Company notifies customers, advises using unique passwords

Mar 2, 2015 08:03 GMT  ·  By

Users with accounts at Toys “R” Us are informed by the company that a hard password reset procedure has been initiated for their accounts as a result of attempts from a third party to gain unauthorized access.

The decision comes not because the toys retailer’s computer network has fallen victim to a cyber-attack, but because a different company was compromised and the cybercriminals used those credentials to log into Toys “R” Us accounts.

Recycling credentials is a known problem in the security industry, despite the fact that experts did not waste any opportunity to draw attention to the fact that cybercriminals test the stolen username and password databases on multiple services in order to increase their revenue stream.

Customers have to define a new password

In a letter notifying its customers of the decision, the company explains that illegal log-in attempts have been recorded for a number of Rewards “R” Us accounts for a brief period of time, between January 28 and January 30.

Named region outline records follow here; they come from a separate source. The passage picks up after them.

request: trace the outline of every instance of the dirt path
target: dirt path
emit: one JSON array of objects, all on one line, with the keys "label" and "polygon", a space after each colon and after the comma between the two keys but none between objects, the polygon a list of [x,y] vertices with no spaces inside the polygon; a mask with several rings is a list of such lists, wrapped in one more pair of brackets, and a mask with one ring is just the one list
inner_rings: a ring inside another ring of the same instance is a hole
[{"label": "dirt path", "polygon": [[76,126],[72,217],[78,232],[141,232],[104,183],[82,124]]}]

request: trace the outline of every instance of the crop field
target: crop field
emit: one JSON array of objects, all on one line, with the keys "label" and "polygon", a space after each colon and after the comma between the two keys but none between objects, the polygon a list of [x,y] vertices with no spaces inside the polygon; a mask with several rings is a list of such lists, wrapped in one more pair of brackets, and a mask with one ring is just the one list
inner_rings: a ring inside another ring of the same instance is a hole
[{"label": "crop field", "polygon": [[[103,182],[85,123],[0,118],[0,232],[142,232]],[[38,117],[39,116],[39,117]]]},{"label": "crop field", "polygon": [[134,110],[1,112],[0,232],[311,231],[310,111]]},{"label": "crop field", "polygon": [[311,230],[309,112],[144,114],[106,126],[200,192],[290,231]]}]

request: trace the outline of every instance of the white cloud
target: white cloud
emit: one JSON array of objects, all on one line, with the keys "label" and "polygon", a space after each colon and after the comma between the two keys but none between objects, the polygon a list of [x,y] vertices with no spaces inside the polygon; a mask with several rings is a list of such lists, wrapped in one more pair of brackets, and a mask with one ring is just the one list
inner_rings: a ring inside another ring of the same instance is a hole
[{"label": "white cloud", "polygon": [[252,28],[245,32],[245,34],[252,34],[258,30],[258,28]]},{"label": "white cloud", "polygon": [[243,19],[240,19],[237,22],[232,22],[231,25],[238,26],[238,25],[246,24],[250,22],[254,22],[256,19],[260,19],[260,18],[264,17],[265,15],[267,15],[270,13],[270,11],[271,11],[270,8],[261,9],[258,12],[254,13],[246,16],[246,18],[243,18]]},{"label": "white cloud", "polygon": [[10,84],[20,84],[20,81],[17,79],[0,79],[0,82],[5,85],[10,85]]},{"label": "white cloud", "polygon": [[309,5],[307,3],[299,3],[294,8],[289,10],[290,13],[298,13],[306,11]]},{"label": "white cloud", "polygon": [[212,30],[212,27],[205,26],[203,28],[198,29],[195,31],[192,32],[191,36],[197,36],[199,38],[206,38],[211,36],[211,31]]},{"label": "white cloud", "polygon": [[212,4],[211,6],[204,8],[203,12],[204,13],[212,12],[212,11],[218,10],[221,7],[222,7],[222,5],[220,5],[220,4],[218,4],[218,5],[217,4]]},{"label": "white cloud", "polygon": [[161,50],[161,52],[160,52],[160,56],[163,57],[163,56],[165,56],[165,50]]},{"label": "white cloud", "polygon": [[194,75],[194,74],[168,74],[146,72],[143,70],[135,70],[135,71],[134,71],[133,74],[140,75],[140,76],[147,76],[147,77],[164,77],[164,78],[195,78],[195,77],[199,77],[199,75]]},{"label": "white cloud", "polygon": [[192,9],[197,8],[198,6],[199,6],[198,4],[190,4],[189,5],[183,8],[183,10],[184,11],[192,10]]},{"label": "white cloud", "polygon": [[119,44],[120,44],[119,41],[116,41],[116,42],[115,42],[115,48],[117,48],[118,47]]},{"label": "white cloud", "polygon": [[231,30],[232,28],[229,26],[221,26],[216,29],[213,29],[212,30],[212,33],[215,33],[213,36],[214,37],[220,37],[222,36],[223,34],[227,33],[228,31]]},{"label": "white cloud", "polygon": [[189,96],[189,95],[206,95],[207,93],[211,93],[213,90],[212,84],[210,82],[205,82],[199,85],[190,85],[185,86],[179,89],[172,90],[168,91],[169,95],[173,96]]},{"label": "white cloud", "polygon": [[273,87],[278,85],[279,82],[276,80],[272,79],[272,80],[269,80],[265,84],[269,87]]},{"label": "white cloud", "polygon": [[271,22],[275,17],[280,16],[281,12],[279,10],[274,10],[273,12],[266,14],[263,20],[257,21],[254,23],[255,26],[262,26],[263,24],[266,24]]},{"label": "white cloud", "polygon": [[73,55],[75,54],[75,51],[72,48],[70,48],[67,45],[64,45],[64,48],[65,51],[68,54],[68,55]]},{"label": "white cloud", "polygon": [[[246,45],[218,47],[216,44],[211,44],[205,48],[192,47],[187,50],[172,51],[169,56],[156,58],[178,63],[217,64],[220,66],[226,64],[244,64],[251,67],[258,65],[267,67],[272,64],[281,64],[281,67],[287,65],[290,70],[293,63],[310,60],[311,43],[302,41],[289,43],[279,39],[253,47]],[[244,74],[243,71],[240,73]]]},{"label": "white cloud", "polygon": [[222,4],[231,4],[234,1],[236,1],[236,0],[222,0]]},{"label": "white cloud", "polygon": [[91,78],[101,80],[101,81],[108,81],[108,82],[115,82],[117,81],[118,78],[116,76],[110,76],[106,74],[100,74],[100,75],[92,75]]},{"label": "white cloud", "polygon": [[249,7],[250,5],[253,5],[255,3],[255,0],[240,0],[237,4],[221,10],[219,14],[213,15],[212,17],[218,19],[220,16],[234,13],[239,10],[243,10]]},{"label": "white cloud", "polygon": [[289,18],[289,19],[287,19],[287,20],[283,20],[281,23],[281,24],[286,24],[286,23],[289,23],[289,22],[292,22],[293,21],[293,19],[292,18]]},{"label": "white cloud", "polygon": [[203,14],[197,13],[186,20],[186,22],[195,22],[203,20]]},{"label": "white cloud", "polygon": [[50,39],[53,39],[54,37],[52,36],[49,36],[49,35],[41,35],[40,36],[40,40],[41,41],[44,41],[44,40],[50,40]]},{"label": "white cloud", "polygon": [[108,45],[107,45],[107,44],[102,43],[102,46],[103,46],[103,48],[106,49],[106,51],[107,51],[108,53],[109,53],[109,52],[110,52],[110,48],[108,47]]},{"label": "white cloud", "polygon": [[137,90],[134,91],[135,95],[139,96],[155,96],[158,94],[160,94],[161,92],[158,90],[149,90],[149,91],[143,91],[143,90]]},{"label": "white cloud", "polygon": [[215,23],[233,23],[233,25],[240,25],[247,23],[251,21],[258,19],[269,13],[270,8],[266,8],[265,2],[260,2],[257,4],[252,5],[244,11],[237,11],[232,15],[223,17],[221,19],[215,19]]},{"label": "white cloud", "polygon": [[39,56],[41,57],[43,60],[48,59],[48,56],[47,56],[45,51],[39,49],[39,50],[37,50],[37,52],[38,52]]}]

“Out of an abundance of caution, we are therefore treating your account password as compromised and taking appropriate steps to address that situation,” the company says.

Users with a Geoffrey's Birthday Club account that have it linked to Rewards “R” Us are also affected by the password reset.

Clear instructions to get a new password based on the registration email used before January 28 are provided in the communication to the affected individuals.

Lost rewards are reinstated

The company assures that no losses that may have occurred as a result of this incident are to be incurred by its customers.

As such, all the points corresponding to reward dollars that have been printed during the aforementioned time frame are to be reinstated, even if the action was carried out legitimately by the users.

Additionally, Endless Earnings gift cards that were used between January 28-30 have been deactivated and new ones will be issued, with the amount available as of January 27.

The company offers a set of best practices to ensure that customers rely on strong protection for their accounts; mixing letters, numbers and symbols in the password is at the top of the recommendations, followed by the advice to use a unique string for each online account.